Namun, para pemimpin muda di depan mereka itu berpikir sejenak..tapi mungkin demi etika, demi keramahan-tamahan, dan demi menghormati, mareka akhirnya menjawab. "Oh ya, sangat mungkin. Silakan..silakan..!" kata mereka.Â
"Baik.." kata Dewi sambil tersenyum.
Masih melanjutkan senyumnya, Dewi menunduk. Dewi menyadari itu, sekolah Dewi dari udik, dan sekolah negeri lagi, sepertinya cukup beralasan jika sekolah swasta itu ragu menerima produk dari sekolahnya. Haha..dan memang begitulah adanya, tawa Dewi dalam hati.
*
Dewi yang sudah berganti mengenakan pakaian santai, mengenakan celana kain warna coklat, kaos putih, jilbab coklat susu, dan sepatu kets warna putihnya, duduk di atas rumput, di salah satu sudut lapangan, di bawah pohon sambil merenung menatap luas hamparan rumput yang ada di depannya. Ia duduk di situ sedang menemani dan menunggui Bu Rinda yang sedang sholat.
Lands Plantentuin te Buitenzorg atau Kebun Raya Bogor.

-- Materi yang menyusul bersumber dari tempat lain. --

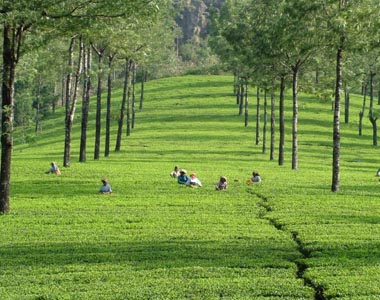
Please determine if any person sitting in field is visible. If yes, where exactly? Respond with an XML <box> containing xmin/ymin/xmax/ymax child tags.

Konon katanya kebun ini dirintis oleh seorang bangsawan Inggris, Sir Stamford Raffles, yang sayangnya dia adalah seorang penjajah dan sekaligus seorang penjarah. Penjarah harta kekayaan keraton kesultanan Yogyakarta. Menjarah berset-set perangkat wayang kulit, alat musik gamelan, uang ribuan dolar Spanyol, dan jejak yang paling hitam adalah menjarah ribuan naskah kuno atau buku-buku karya dari Kesultanan Yogyakarta, yang karena buku itulah, kata sejarawan lain, sebagai salah satu penyebab bangsa Indonesia ini kehilangan jati dirinya.Â
Ah.. tapi sama dengan sekolah swasta dan negeri tadi, segala sesuatu itu memiliki dua sisi, positif dan negatif. Itulah negatifnya dia, tapi positifnya dia adalah perintis Kebun Raya Bogor ini. Kebun seluas 47 hektar ini.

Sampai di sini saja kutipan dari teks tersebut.